On Mon 15-08-16 12:25:10, Robert Foss wrote:
[...]
On 2016-08-15 09:42 AM, Michal Hocko wrote:
The use case is to speed up monitoring of
memory consumption in environments where RSS isn't precise.
For example Chrome tends to many processes which have hundreds of VMAs
with a substantial amount of shared memory, and the error of using
RSS rather than PSS tends to be very large when looking at overall
memory consumption. PSS isn't kept as a single number that's exported
like RSS, so to calculate PSS means having to parse a very large smaps
file.
This process is slow and has to be repeated for many processes, and we
found that the just act of doing the parsing was taking up a
significant amount of CPU time, so this patch is an attempt to make
that process cheaper.
Well, this is slow because it requires the pte walk otherwise you cannot
know how many ptes map the particular shared page. Your patch
(totmaps_proc_show) does the very same page table walk because in fact
it is unavoidable. So what exactly is the difference except for the
userspace parsing which is quite trivial e.g. my currently running Firefox
has
$ awk '/^[0-9a-f]/{print}' /proc/4950/smaps | wc -l
984
quite some VMAs, yet parsing it spends basically all the time in the kernel...

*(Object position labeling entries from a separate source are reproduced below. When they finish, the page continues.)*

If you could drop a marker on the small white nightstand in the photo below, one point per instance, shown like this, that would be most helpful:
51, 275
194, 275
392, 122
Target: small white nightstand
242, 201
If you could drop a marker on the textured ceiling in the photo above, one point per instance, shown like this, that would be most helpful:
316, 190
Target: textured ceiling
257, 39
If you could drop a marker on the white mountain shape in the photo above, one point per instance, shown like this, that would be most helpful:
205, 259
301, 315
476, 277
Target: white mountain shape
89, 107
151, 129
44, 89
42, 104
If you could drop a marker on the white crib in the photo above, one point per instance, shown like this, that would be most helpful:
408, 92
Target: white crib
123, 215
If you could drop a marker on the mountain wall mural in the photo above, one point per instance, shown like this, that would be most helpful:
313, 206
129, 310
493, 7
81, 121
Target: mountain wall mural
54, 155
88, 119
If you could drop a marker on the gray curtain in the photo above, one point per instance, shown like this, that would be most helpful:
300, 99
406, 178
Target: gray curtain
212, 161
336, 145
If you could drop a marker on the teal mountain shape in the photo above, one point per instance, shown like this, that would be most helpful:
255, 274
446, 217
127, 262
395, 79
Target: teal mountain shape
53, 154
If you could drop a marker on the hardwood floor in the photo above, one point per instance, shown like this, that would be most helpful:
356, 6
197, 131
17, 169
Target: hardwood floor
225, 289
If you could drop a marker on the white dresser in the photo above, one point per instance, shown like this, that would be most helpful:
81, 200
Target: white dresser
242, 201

$ /usr/bin/time -v awk '/^Rss/{rss+=$2} /^Pss/{pss+=$2} END {printf "rss:%d pss:%d\n", rss, pss}' /proc/4950/smaps
rss:1112288 pss:1096435
Command being timed: "awk /^Rss/{rss+=$2} /^Pss/{pss+=$2} END {printf "rss:%d pss:%d\n", rss, pss} /proc/4950/smaps"
User time (seconds): 0.00
System time (seconds): 0.02
Percent of CPU this job got: 91%
Elapsed (wall clock) time (h:mm:ss or m:ss): 0:00.02
So I am not really sure I see the performance benefit.